Thomson Reuters, a distinguished brokerage company, has placed a 52-week price target of $35.77 on Canadian Natural Resources Limited (NYSE:CNQ) shares after it surveyed top market analysts. Calculating estimated earnings after taking into consideration different elements, it is predicted to come at $-0.61 for the next fiscal and $N/A for underway quarter.
Analysts take into account the price to earnings ratio to estimate the firm’s valuation. This ratio, which is also called as the P/E ratio evaluates the company on relative expense factor. The formula to calculate ratio is stock’s latest price/ per share earnings. The P/E ratio of Canadian Natural Resources Limited (NYSE:CNQ) stands at N/A.
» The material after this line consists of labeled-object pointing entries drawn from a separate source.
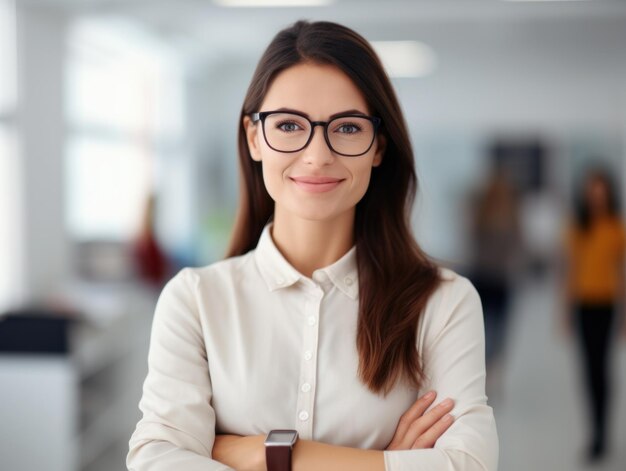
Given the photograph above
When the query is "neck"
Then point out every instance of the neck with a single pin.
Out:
(308, 245)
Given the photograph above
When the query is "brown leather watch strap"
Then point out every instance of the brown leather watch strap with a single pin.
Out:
(278, 458)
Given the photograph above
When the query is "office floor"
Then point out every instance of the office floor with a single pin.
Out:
(537, 400)
(539, 405)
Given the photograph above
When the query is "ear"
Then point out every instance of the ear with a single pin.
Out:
(381, 146)
(252, 136)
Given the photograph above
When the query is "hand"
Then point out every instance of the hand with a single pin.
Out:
(240, 453)
(418, 430)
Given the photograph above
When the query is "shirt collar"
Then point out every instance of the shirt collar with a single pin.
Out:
(279, 273)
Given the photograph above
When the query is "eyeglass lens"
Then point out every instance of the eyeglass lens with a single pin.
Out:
(347, 135)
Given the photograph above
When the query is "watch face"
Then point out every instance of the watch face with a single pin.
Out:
(281, 438)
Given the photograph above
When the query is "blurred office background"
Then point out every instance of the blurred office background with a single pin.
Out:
(118, 166)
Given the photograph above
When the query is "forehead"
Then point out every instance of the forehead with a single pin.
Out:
(318, 90)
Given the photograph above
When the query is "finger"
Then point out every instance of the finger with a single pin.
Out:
(425, 422)
(430, 436)
(413, 413)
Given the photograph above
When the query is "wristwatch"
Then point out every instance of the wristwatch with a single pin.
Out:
(278, 447)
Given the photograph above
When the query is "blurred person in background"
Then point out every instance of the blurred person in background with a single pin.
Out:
(327, 319)
(494, 261)
(151, 262)
(595, 291)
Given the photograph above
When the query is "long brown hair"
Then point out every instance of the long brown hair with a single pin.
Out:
(395, 277)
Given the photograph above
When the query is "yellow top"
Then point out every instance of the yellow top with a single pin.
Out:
(596, 260)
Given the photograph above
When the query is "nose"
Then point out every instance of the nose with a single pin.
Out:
(318, 153)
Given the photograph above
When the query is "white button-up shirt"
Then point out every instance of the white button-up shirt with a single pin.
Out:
(248, 345)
Analysts also work out Price/Earnings Growth ratio in an attempt to estimate the valuation of a firm. This ratio commonly known as the PEG ratio implies the stock’s valuation compared to earnings growth potential. Investors look to invest in the stocks with a lower PEG ratio. For Canadian Natural Resources Limi, the PEG ratio for coming 3-5 years is -0.88.
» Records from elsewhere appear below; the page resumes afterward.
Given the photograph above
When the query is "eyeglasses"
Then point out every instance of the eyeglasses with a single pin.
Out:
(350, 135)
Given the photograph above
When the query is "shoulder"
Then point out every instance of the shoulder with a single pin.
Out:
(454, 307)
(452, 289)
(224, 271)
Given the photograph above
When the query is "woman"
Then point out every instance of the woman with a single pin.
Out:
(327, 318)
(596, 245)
The technical analysis highlights that Canadian Natural Resources Limi current is trading $0.56 points away or +1.77% from its 50-day moving average of $31.34. Further it is trading $3.50 or +12.31% away its 200-day moving average of $28.40.
The 52-week high of Canadian Natural Resources Limited (NYSE:CNQ) was $32.94 while lowest point recorded in 52-week was $14.60. It implies if stock price makes a movement of over $-1.04, it will record a new 52-week high. In the case of +118.49% drop, it will touch a new 52-week low.